Complements of hypersurfaces in projective spaces

TL;DR

This paper investigates whether the isomorphism of complements of hypersurfaces in projective spaces implies the hypersurfaces themselves are isomorphic, providing new counterexamples and positive results across various degrees and dimensions.

Contribution

It offers counterexamples for the complement problem in higher dimensions and degrees, and establishes positive results for quadrics and certain cases, also addressing a question in the Grothendieck ring.

Findings

Counterexamples for all n, d ≥ 3 with (n, d) ≠ (3, 3)

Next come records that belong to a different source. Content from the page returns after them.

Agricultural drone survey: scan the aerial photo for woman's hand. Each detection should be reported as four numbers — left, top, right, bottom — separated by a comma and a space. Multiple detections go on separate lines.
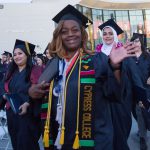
28, 82, 49, 99
19, 102, 30, 115
109, 42, 138, 67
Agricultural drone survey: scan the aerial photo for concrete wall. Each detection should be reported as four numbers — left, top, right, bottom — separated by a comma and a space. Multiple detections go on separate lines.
0, 0, 79, 54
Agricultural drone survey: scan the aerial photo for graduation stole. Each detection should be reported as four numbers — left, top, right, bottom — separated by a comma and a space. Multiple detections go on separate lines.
41, 52, 95, 150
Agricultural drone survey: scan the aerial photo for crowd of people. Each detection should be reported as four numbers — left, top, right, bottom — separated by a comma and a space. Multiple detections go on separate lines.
0, 5, 150, 150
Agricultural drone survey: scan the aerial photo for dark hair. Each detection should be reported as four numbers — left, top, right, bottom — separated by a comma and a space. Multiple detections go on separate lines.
130, 34, 149, 57
5, 51, 33, 82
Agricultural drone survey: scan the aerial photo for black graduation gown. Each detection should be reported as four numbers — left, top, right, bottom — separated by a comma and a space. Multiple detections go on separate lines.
43, 53, 121, 150
108, 58, 148, 150
1, 69, 40, 150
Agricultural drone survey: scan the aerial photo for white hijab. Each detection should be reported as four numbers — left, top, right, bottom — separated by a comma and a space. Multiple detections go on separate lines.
101, 26, 118, 56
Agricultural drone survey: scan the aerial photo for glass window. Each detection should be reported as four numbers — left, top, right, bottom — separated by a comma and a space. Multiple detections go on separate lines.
129, 10, 136, 16
145, 10, 150, 14
136, 10, 142, 16
103, 10, 109, 16
122, 16, 129, 21
116, 11, 122, 16
122, 11, 128, 16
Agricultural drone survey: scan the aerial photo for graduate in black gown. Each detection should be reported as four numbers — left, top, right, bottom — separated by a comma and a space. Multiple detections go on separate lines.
0, 40, 40, 150
29, 5, 138, 150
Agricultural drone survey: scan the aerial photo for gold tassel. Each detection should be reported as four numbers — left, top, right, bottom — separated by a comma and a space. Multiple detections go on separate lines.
43, 126, 49, 147
60, 127, 65, 145
73, 131, 80, 149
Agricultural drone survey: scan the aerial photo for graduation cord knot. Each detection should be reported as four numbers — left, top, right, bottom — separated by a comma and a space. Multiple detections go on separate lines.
43, 80, 54, 147
60, 56, 79, 145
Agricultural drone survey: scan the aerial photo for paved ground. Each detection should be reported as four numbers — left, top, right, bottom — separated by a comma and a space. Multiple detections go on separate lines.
0, 115, 150, 150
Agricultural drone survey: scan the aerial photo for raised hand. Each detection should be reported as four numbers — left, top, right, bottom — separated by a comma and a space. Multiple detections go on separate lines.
109, 42, 138, 66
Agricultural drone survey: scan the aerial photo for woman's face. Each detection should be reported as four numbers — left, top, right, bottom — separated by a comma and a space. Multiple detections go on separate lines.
103, 27, 114, 45
133, 38, 142, 52
13, 48, 27, 66
61, 20, 82, 51
36, 58, 43, 66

Positive results for degree 2 hypersurfaces

A new criterion for rational normal projective surfaces in the Grothendieck ring

Abstract

We study the complement problem in projective spaces $\mathbb{P}^n$ over any algebraically closed field: If $H, H' \subseteq \mathbb{P}^n$ are irreducible hypersurfaces of degree $d$ such that the complements $\mathbb{P}^n \setminus H$, $\mathbb{P}^n \setminus H'$ are isomorphic, are the hypersurfaces $H$, $H'$ isomorphic? For $n = 2$, the answer is positive if $d\leq 7$ and there are counterexamples when $d = 8$. In contrast we provide counterexamples for all $n, d \geq 3$ with $(n, d) \neq (3, 3)$. Moreover, we show that the complement problem has an affirmative answer for $d = 2$ and give partial results in case $(n, d) = (3, 3)$. In the course of the exposition, we prove that rational normal projective surfaces admitting a desingularisation by trees of smooth rational curves are piecewise isomorphic if and only if they coincide in the Grothendieck ring, answering affirmatively a question posed by Larsen and Lunts for such surfaces.